PROSIEBENSAT.1 MEDIA SE
Rating Action and Rationale
EthiFinance Ratings affirms ProSiebenSat.1 Media SE’s (PSM) long-term rating at BB+, but changes its outlook from Stable to Positive.
Our positive outlook reflects the expectation of an improvement in overall credit metrics over the next two years. This progress could potentially lead to a rating upgrade, considering PSM’s current standing within its rating category.

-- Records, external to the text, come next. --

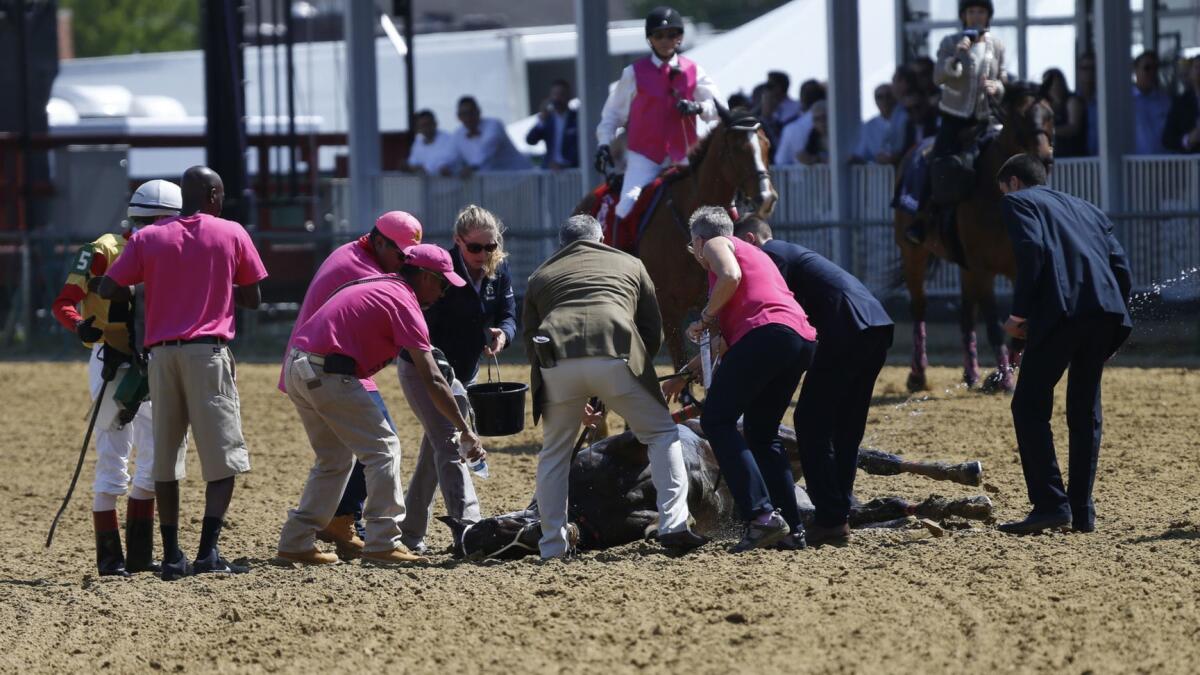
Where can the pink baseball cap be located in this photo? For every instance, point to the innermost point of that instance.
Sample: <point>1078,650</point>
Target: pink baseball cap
<point>401,227</point>
<point>433,258</point>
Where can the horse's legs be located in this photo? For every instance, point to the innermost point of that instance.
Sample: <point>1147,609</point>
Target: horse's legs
<point>966,324</point>
<point>915,260</point>
<point>1002,377</point>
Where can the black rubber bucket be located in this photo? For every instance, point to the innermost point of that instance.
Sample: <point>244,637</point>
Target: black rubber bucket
<point>498,406</point>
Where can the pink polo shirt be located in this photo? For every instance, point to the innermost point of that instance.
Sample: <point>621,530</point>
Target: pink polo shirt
<point>348,262</point>
<point>190,266</point>
<point>370,322</point>
<point>762,297</point>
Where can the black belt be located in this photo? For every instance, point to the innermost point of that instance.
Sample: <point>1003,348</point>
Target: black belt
<point>203,340</point>
<point>339,364</point>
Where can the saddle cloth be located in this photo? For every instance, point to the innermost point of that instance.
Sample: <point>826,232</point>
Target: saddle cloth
<point>625,233</point>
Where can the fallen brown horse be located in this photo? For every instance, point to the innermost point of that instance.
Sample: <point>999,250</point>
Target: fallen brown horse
<point>612,499</point>
<point>732,159</point>
<point>987,250</point>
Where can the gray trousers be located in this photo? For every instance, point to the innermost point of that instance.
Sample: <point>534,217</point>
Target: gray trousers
<point>343,423</point>
<point>437,464</point>
<point>568,387</point>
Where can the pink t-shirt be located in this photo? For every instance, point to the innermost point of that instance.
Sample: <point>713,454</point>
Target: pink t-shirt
<point>348,262</point>
<point>762,297</point>
<point>370,322</point>
<point>190,266</point>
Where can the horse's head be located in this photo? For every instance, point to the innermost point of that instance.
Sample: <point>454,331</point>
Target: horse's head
<point>1032,120</point>
<point>743,153</point>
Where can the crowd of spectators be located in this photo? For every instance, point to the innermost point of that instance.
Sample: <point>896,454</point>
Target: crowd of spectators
<point>1167,115</point>
<point>1167,119</point>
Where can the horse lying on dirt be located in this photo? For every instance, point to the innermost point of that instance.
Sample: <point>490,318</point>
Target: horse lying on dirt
<point>612,497</point>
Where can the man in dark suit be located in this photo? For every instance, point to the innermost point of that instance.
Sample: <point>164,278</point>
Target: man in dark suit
<point>853,336</point>
<point>1182,130</point>
<point>559,127</point>
<point>1071,305</point>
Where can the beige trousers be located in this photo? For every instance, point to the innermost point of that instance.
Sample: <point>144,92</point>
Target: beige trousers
<point>343,423</point>
<point>568,387</point>
<point>193,386</point>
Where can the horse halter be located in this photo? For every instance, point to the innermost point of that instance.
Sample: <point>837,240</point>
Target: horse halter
<point>751,125</point>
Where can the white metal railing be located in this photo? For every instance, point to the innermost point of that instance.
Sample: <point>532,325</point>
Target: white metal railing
<point>1161,230</point>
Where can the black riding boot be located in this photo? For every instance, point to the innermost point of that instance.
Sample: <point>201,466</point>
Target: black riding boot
<point>139,536</point>
<point>109,559</point>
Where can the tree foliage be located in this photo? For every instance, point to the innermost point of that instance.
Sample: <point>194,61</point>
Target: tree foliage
<point>723,15</point>
<point>103,28</point>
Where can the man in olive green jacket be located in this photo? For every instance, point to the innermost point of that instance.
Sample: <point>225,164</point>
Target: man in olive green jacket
<point>592,327</point>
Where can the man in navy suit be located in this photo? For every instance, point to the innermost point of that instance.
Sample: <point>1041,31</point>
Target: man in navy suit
<point>1071,305</point>
<point>853,336</point>
<point>559,127</point>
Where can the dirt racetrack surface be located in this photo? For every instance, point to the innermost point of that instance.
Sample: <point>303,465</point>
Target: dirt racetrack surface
<point>1121,599</point>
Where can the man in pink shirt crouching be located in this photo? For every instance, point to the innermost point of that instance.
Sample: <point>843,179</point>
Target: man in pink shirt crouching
<point>357,333</point>
<point>381,251</point>
<point>195,268</point>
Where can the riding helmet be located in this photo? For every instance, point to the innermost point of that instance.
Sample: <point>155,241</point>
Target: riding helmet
<point>984,4</point>
<point>156,198</point>
<point>660,18</point>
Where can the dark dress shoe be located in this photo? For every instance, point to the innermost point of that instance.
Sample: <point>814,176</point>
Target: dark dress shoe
<point>820,535</point>
<point>793,542</point>
<point>1036,523</point>
<point>682,541</point>
<point>762,535</point>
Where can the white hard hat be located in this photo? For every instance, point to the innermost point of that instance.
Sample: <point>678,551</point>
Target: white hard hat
<point>156,198</point>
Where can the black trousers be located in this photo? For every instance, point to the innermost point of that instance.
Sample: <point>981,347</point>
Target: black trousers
<point>831,418</point>
<point>1078,346</point>
<point>949,133</point>
<point>756,378</point>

Our rating affirmation is supported by PSM’s resilient financial profile despite some deterioration in 2023, and its leading position in the German-speaking (DACH) media market, where it commands a 24.6% audience share among viewers aged 14 to 49. In FY23, the company reported another revenue decline of 7.5%, due to weaker advertising and content sales (-16% vs FY22) and underperformance in both the entertainment and dating & video business lines (-13% vs FY22). While the advertising-based business model is inherently cyclical, the German TV advertising market has lagged behind key European peers like the UK, France and Italy, which have broadly returned to pre-pandemic levels. Addressing this challenge, PSM has prioritized diversification beyond linear TV advertising revenue. The company’s hybrid video-on-demand (HVOD) platform, “Joyn”, has emerged as a key growth driver within the digital & smart segment, achieving a 62% increase in monthly users between 3Q24 and 3Q23. To further differentiate from global streaming players, ProSiebenSat.1 focuses on exclusive local and live programming, leveraging its production hub, Seven, to strengthen its content offerings. The EthiFinance Ratings adjusted EBITDA margin declined by 120 bps YoY, mainly due to challenges in the entertainment and dating & video segments. Consequently, the EthiFinance adjusted net leverage has slightly deteriorated from 2.8x in FY22 to 3.2x in FY23. However, we expect this ratio to progressively improve to 2.0x by 2026, along with other credit metrics. Another factor supporting our rating is the favorable assessment of the industry, which is characterized by high margins (Average EBIT margin ~15%), in addition to high barriers of entry.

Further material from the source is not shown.